La défense de la liberté repose ainsi sur une toute petite minorité d’êtres humains. Mais ceux-là connaissent parfaitement les raisons de leur choix pour la liberté.

 

Le choix de la liberté

L’idée d’autonomie de l’individu est née au siècle des Lumières avec Kant, Voltaire, Diderot, Rousseau et bien d’autres. L’hétéronomie, la dépendance à l’égard des pouvoirs, était le sort des êtres humains jusqu’au 18e siècle. Les hommes devaient obéir au pouvoir politique émanant de Dieu. Remettre en cause l’existence de Dieu était presque inconcevable et rarissimes étaient ceux qui s’y risquaient avant le 18e siècle. Les femmes, par nature pécheresses, vivaient dans la dépendance des hommes et leur statut juridique était proche de celui des mineurs.

Les philosophes des Lumières nous ont appris que cette hétéronomie par rapport aux pouvoirs et aux dieux pouvait laisser place à l’autonomie de l’individu. L’homme, brisant ses chaînes millénaires, pourrait désormais désigner ses gouvernants, les critiquer, croire ou ne pas croire en un dieu. Dans l’ancienne conception du monde, le mal résultait nécessairement de la liberté car la déchéance initiale, enseignée par les monothéismes (la chute), avait condamné les hommes. Ils étaient tous des pécheurs. Seule l’autorité de quelques-uns pouvait entraver la dépravation générale. Les Lumières brisent cette fatalité. L’homme nouveau, désormais libre, décidera de son avenir, pourra le construire. Le pouvoir politique résultera de la volonté générale et non d’une injonction divine.

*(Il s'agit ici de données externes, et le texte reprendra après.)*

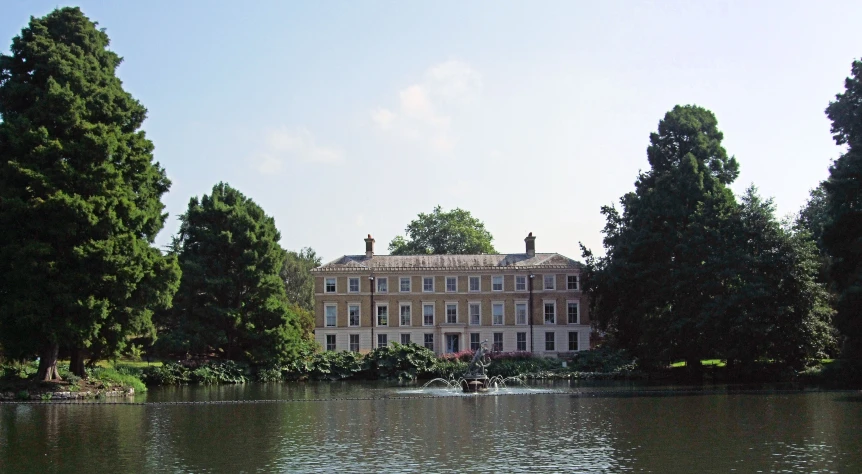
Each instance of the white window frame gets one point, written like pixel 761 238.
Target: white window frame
pixel 526 313
pixel 446 306
pixel 470 304
pixel 545 314
pixel 409 306
pixel 433 309
pixel 525 282
pixel 377 314
pixel 478 284
pixel 502 282
pixel 358 315
pixel 502 313
pixel 578 315
pixel 326 307
pixel 446 283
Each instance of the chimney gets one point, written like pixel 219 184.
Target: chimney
pixel 531 245
pixel 369 247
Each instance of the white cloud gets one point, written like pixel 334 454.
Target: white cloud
pixel 283 144
pixel 425 109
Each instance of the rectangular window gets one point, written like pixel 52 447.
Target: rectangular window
pixel 573 313
pixel 573 341
pixel 451 313
pixel 353 315
pixel 429 341
pixel 550 313
pixel 331 312
pixel 383 315
pixel 549 341
pixel 498 342
pixel 475 314
pixel 428 315
pixel 497 314
pixel 520 313
pixel 405 314
pixel 521 341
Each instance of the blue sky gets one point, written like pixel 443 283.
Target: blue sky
pixel 347 118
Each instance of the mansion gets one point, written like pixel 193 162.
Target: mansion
pixel 448 303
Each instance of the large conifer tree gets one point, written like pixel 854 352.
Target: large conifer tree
pixel 79 198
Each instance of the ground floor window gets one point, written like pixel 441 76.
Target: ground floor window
pixel 521 341
pixel 498 342
pixel 573 341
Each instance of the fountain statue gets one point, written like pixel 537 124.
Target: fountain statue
pixel 475 379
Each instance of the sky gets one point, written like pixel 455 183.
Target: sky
pixel 347 118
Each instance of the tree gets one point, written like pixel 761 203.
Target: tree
pixel 80 198
pixel 453 232
pixel 231 300
pixel 842 233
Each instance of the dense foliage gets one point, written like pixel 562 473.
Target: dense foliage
pixel 231 302
pixel 453 232
pixel 80 199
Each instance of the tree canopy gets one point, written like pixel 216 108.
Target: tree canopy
pixel 80 198
pixel 452 232
pixel 231 302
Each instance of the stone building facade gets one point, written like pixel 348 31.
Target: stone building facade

Cette fierté et cette modestie d’être simplement un homme libre a conduit l’Occident vers une réussite sans équivalent dans toute l’histoire de l’humanité. Fierté car il construit sa propre histoire et peut promouvoir un développement économique sans précédent et vaincre la misère. Modestie car il n’est que l’égal de tous les hommes. Personne ne peut se prétendre supérieur à lui par nature, mais il ne peut regarder les autres que comme des égaux. « Tout un homme, fait de tous les hommes et qui les vaut tous et que vaut n’importe qui. » (Jean-Paul Sartre, Les Mots)

  

Le seul combat

Ni le socialisme, ni le communisme, ni le fascisme, ni le nazisme, ni le wokisme, ni l’écologisme ne peuvent ébranler cette conviction profonde. Notre liberté fait partie désormais de notre identité d’être humain. Homo sapiens a commencé à faire reculer l’ancestral asservissement. En vérité, notre liberté, notre autonomie individuelle par rapport aux pouvoirs, apparaît aujourd’hui comme la seule idée majeure des trois siècles écoulés. L’égalité de tous les hommes date de l’émergence du christianisme. « Tu aimeras ton prochain comme toi-même » (Bible, Marc 12 :31). L’aspiration à l’égalité économique est à l’épicentre de la pensée socialiste mais ne constitue guère plus qu’un programme politique. L’autonomie individuelle n’est pas un projet politique mais une rupture anthropologique dont nous ne percevons encore que les prémices.

La liberté est née en Occident mais elle appartient à tous les hommes. Il n’y a pas dans le domaine de la philosophie politique un Occident dominateur face à un Sud dominé. Il n’y a que des hommes libres face à des hommes asservis et voulant être libres. Quelques centaines de millions d’hommes libres doivent permettre à tous de le devenir. C’est le seul combat qui vaille.